Permasalahan yang mengacu pada makalah ini yaitu mengenai pengertian


korupsi itu sendiri, kefektivitasan perundang-undangan yang membahas tindak
pidana korupsi, bagaimanakah motif dan latar belakang pelaku dalam melakukan
korupsi, kasus apa sajakah yang terkait dengan korupsi di Indonesia,
bagaimanakah penyelesaian kasus korupsi di Indonesia, dan bagaimanakah cara
penanggulangan kasus korupsi. Tujuan dari dibuatnya makalah ini adalah agar
pembaca memahami apa arti sesungguhnya tentang korupsi, dan bagaimanakah
kefektivitasan perundang-undangan yang membahas tentang tindak pidana
korupsi. Selain itu pembaca juga dikerahkan agar mengerti motif dan latar
belakang pelaku dalam melakukan korupsi, serta mengajak para pembaca agar
mengerti bagaimanakah penanggulangan korupsi dan menjadi masyarakat yang
paham korupsi dan ikut serta dalam menanggulanginya.
Undang-Undang Nomor 31 Tahun 1999 membahas tentang Tindak pidana
Korupsi, menurut penulis Undang-undang ini masih belum efektif dalam
menanggulangi kasus korupsi di Indonesia. Karena pada keseluruhan pasal tidak
ada yang memberikan hukuman yang ringan. Motif yang digunakan pada setiap
pelaku korupsi pun berbeda-beda. Motif yang paling utama dalam praktik tindak
pidana korupsi adalah motif personal, electoral, dan institusional. Motif personal
sendiri dalam praktiknya cukup sederhana seperti tabiat alami seseorang manusia
yang tidak pernah puas. Latar belakang yang pelaku dalam melakukan tindak
pidana korupsi diantaranya adalah karena faktor internal dan faktor eksternal.
Pada faktor internal yang dimaksud adalah dalam diri sendiri dimana seperti sifat
rakus atau tamak yang dimiliki manusia sedangkan pada faktor eksternal pada
dasarnya politik berhubungan dengan kekuasan, dimanapun dan siapapun akan
menggunakan berbagai cara untuk mencapai kekuasaan tersebut. Beberapa kasus
yang pernah terjadi di Indonesia diantaranya adalah kasus korupsi pembangunan
pusat olahraga Hambalang pada tahun 2009. Proyek ini menghabiskan dana
anggaran Rp.1,75 triliun, dan Baru-baru ini terdapat kasus korupsi terkait kasus E-
KTP yang menjerat ketua DPR, Setya Novanto. Kasus ini jaksa menuntut

ii
hukuman penjara 16 tahun bagi Setya Novanto, pencabutan hak politik selama 5
tahun, dan denda 1 miliar dan pengembalian uang US$7,3 juta. Pada dasarnya
penyelesaian kasus korupsi di Indonesia memiliki cara penyelesaian yang
berbeda-beda berdasarkan tingkat korupsi itu seperti apa. bukan hanya Komisi
Pemberantasan Korupsi (KPK) yang menyelesaikan kasus korupsi, melainkan
beberapa jajaran yang menangani seperti Polri, Kejaksaan, Pusat Pelaporan dan
Analisis Tranksaksi Keuangan (PPATK), Badan Pemeriksa Keuangan (BPK)
serta Badan Pengawas Keuangan dan Pembangunan (BPKP). Penanggulangan
korupsi di Indonesia pada dasarnya dengan cara memberantas korupsi. Dalam hal
pemberantasan korupsi ini diperlukan beberapa pihak untuk menanggulanginya,
begitu pula dengan masyarakat.

iii
DAFTAR ISI

Kata Pengantar………………………………………………………………….….

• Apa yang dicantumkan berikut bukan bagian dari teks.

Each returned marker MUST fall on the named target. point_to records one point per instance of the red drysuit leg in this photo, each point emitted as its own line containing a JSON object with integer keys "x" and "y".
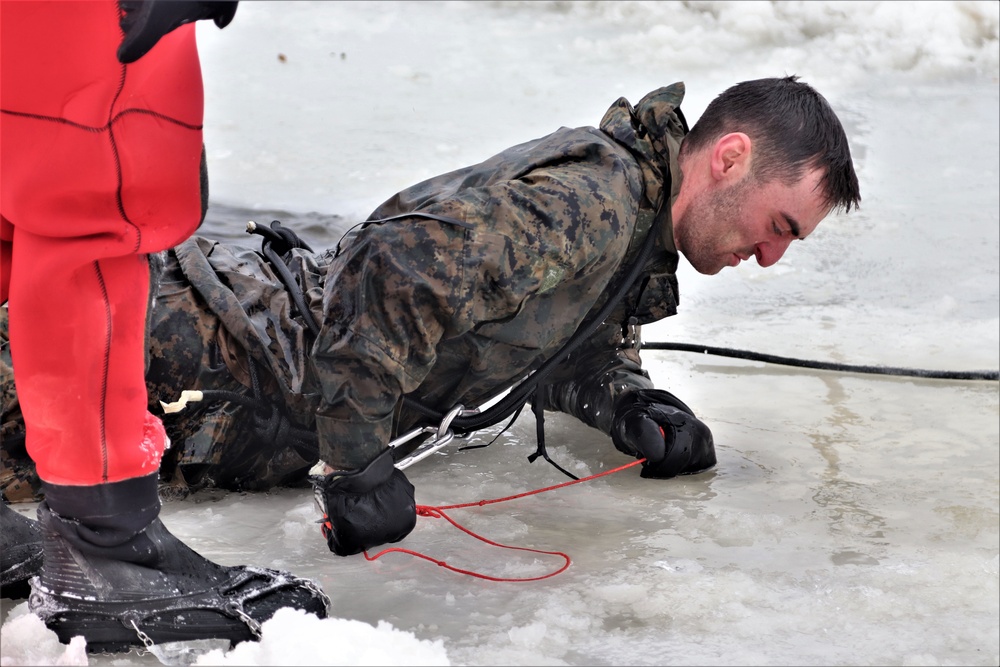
{"x": 100, "y": 165}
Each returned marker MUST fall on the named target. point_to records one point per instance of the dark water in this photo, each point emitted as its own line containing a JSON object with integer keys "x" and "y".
{"x": 228, "y": 223}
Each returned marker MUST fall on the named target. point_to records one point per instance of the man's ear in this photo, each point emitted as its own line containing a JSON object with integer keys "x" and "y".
{"x": 730, "y": 158}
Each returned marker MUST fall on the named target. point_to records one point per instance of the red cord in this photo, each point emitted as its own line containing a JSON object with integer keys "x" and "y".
{"x": 438, "y": 512}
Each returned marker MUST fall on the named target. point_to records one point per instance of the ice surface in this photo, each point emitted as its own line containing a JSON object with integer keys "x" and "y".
{"x": 852, "y": 519}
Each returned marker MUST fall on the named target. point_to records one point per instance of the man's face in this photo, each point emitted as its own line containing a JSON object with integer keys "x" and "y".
{"x": 729, "y": 223}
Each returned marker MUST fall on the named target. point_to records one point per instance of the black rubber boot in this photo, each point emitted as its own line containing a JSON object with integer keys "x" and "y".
{"x": 122, "y": 580}
{"x": 20, "y": 553}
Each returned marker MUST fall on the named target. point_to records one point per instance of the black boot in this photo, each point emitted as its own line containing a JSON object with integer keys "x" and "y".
{"x": 20, "y": 553}
{"x": 121, "y": 579}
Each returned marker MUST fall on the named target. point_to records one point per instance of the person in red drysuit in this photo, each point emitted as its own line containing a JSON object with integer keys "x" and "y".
{"x": 102, "y": 163}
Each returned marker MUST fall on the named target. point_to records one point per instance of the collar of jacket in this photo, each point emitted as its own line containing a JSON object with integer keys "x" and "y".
{"x": 652, "y": 131}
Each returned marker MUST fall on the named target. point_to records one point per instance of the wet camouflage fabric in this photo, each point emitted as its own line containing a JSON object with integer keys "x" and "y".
{"x": 442, "y": 313}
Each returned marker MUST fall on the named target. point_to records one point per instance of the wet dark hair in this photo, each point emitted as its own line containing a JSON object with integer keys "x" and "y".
{"x": 793, "y": 129}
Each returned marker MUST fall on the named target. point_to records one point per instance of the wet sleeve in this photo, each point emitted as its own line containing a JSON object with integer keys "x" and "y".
{"x": 591, "y": 380}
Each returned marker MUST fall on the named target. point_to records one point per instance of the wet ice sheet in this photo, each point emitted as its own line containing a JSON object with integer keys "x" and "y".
{"x": 851, "y": 519}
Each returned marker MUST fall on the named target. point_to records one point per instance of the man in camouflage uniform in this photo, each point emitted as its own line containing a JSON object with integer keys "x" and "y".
{"x": 462, "y": 285}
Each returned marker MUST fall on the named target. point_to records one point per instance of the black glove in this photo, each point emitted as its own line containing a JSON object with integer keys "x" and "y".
{"x": 366, "y": 508}
{"x": 145, "y": 21}
{"x": 656, "y": 425}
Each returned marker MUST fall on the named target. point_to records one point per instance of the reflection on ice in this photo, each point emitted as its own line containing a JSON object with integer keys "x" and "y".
{"x": 851, "y": 519}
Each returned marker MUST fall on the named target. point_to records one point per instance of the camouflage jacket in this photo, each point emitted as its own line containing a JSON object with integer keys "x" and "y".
{"x": 443, "y": 313}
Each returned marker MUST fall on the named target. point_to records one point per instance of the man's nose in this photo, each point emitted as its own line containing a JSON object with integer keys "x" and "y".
{"x": 770, "y": 252}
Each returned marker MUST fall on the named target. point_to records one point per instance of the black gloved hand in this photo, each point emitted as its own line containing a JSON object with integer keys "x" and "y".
{"x": 366, "y": 508}
{"x": 656, "y": 425}
{"x": 146, "y": 21}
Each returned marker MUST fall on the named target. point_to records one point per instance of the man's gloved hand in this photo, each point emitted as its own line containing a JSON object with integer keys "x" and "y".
{"x": 366, "y": 508}
{"x": 656, "y": 425}
{"x": 145, "y": 21}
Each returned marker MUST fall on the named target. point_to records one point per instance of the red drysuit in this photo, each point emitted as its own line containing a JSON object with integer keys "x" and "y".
{"x": 100, "y": 166}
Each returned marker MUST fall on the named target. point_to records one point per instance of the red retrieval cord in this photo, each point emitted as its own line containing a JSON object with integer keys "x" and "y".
{"x": 438, "y": 512}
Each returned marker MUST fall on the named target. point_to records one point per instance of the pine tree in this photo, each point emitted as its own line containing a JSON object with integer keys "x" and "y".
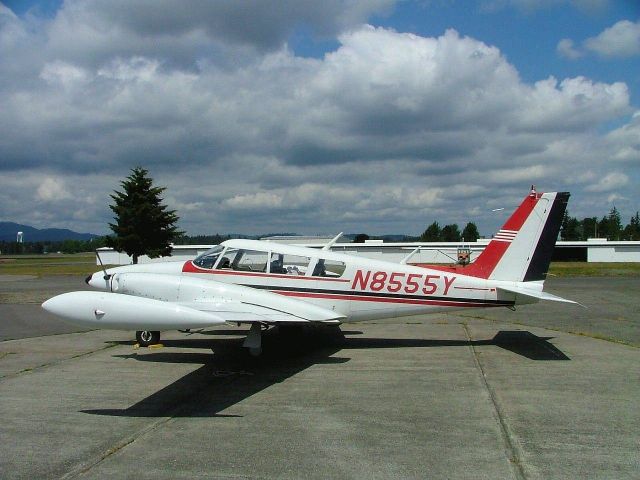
{"x": 143, "y": 225}
{"x": 632, "y": 231}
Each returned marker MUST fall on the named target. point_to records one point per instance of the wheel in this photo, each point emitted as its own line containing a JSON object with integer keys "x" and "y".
{"x": 147, "y": 337}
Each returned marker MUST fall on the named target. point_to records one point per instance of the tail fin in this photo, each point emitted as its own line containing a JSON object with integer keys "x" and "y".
{"x": 521, "y": 251}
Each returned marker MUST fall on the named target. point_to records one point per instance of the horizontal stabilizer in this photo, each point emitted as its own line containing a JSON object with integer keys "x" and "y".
{"x": 535, "y": 294}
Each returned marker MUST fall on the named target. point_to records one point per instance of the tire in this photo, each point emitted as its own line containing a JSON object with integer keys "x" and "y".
{"x": 147, "y": 337}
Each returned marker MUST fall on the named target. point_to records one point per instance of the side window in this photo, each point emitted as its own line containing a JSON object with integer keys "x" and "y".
{"x": 328, "y": 268}
{"x": 228, "y": 257}
{"x": 244, "y": 260}
{"x": 285, "y": 264}
{"x": 208, "y": 258}
{"x": 252, "y": 261}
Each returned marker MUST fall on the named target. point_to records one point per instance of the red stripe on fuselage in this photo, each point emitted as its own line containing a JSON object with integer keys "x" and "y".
{"x": 332, "y": 296}
{"x": 189, "y": 267}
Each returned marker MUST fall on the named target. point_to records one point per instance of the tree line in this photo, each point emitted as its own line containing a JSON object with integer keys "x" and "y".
{"x": 609, "y": 227}
{"x": 144, "y": 225}
{"x": 62, "y": 246}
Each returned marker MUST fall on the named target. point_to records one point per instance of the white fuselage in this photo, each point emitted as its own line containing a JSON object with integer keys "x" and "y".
{"x": 363, "y": 290}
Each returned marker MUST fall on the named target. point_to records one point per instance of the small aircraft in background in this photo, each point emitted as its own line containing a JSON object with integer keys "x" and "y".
{"x": 265, "y": 284}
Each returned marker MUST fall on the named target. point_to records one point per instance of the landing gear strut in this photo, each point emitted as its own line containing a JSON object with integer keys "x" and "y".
{"x": 254, "y": 340}
{"x": 147, "y": 337}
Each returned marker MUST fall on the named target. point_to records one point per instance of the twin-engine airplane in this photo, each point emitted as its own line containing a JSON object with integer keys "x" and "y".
{"x": 265, "y": 284}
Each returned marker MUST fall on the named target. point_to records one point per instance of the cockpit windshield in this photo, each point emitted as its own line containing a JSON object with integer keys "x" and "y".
{"x": 208, "y": 259}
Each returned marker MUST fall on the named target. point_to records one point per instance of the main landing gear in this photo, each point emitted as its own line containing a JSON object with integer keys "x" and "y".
{"x": 147, "y": 337}
{"x": 254, "y": 340}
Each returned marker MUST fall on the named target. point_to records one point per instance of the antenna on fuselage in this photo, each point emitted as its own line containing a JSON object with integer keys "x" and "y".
{"x": 406, "y": 259}
{"x": 332, "y": 241}
{"x": 106, "y": 275}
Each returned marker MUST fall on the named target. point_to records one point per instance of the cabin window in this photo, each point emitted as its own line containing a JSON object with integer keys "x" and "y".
{"x": 328, "y": 268}
{"x": 244, "y": 260}
{"x": 286, "y": 264}
{"x": 208, "y": 258}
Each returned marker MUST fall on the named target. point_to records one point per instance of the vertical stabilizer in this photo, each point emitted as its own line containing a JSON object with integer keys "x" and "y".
{"x": 521, "y": 251}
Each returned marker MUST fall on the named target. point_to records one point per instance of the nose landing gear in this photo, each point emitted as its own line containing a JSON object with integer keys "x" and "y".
{"x": 147, "y": 337}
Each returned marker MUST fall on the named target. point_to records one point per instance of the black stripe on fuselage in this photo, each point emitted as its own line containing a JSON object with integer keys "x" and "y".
{"x": 373, "y": 295}
{"x": 539, "y": 265}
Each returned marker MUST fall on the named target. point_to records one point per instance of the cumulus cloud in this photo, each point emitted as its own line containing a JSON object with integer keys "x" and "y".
{"x": 611, "y": 181}
{"x": 388, "y": 132}
{"x": 52, "y": 190}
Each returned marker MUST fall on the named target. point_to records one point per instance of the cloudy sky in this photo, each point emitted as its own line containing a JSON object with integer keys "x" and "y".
{"x": 375, "y": 116}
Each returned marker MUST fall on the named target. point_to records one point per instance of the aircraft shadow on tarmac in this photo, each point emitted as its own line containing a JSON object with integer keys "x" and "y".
{"x": 230, "y": 375}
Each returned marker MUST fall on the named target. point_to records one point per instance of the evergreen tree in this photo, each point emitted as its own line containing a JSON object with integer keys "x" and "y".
{"x": 431, "y": 234}
{"x": 570, "y": 228}
{"x": 143, "y": 225}
{"x": 632, "y": 231}
{"x": 470, "y": 232}
{"x": 450, "y": 233}
{"x": 590, "y": 228}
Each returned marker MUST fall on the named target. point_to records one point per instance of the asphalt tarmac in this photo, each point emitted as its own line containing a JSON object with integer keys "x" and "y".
{"x": 548, "y": 391}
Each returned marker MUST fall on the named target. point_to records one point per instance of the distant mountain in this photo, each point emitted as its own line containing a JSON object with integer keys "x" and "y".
{"x": 9, "y": 231}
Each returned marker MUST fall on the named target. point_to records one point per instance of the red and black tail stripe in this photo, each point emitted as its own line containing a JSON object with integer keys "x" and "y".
{"x": 539, "y": 265}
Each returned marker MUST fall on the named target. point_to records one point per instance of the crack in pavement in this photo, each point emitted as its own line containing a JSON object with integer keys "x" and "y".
{"x": 512, "y": 452}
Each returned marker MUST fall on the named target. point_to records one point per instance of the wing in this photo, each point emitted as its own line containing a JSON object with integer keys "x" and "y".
{"x": 233, "y": 311}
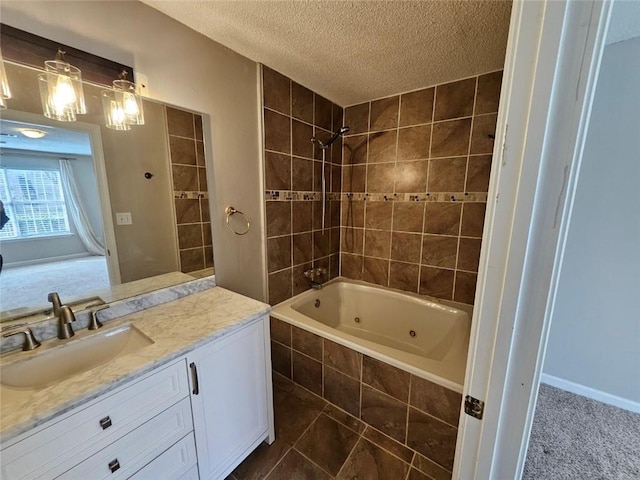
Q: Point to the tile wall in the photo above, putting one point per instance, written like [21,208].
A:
[296,241]
[414,412]
[415,175]
[189,174]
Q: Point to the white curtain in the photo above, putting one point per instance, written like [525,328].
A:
[77,210]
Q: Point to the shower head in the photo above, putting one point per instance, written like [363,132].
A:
[333,138]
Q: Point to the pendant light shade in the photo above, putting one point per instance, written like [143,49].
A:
[61,90]
[113,112]
[5,92]
[130,101]
[122,105]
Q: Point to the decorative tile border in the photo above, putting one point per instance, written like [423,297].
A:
[288,196]
[190,195]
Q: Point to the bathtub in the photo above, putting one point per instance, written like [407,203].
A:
[421,336]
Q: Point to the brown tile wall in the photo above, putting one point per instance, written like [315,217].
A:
[415,175]
[189,174]
[295,240]
[406,410]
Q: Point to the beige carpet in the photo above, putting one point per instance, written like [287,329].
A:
[576,438]
[29,285]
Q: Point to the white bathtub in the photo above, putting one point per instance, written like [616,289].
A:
[426,338]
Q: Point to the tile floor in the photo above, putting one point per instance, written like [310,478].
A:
[317,441]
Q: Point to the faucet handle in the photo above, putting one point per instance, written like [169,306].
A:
[54,298]
[65,330]
[94,323]
[30,342]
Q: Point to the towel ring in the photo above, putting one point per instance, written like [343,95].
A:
[230,211]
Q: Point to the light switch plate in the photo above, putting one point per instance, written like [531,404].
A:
[123,218]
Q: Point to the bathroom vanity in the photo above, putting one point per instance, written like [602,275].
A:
[191,403]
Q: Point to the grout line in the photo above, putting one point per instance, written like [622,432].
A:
[266,476]
[406,432]
[428,86]
[314,463]
[384,449]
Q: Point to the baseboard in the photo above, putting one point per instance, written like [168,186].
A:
[591,393]
[39,261]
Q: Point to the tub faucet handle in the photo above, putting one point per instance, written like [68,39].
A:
[65,330]
[54,298]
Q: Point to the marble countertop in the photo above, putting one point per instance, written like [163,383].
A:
[176,328]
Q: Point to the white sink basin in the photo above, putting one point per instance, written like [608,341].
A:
[75,356]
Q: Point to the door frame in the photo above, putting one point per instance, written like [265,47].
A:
[551,67]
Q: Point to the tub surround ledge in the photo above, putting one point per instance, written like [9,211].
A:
[176,328]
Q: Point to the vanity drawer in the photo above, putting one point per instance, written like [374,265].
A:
[54,449]
[174,464]
[132,452]
[192,474]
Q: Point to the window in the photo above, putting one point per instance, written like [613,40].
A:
[34,202]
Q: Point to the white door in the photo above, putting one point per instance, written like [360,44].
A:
[553,56]
[230,399]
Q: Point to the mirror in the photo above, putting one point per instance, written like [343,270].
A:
[94,211]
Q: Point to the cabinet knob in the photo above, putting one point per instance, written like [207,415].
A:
[105,423]
[114,465]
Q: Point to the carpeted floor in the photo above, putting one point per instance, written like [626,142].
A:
[30,285]
[574,437]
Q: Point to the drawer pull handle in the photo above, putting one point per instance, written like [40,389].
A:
[194,376]
[105,423]
[114,465]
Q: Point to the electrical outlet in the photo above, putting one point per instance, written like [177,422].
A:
[123,218]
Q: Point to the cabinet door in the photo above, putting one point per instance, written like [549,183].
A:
[229,399]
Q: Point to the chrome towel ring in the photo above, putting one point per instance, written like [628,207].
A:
[231,211]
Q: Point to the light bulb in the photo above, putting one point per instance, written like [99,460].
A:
[64,93]
[130,105]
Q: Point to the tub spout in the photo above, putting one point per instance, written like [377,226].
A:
[315,276]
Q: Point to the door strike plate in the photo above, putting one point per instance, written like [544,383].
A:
[473,407]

Abstrak…………………………………………………………………………….

Daftar isi…………………………………………………………………………..

BAB I PENDAHULUAN………………………………………………………...

1.1. Latar
Belakang………………………………………………………..
1.2. Rumusan
Masalah……………………………………………………
1.3. Tujuan Perumusan
Masalah…………………………………………

BAB II PEMBAHASAN……………………………………………………….

2.1. Efektivitas UU No. 31 Tahun 1999……………………………….

2.2. Motif dan latar belakang pelaku melakukan Korupsi…………….

2.3. Kasus Korupsi di Indonesia………………………………………

2.4. Penyelesaian Kasus Korupsi di Indonesia……………………..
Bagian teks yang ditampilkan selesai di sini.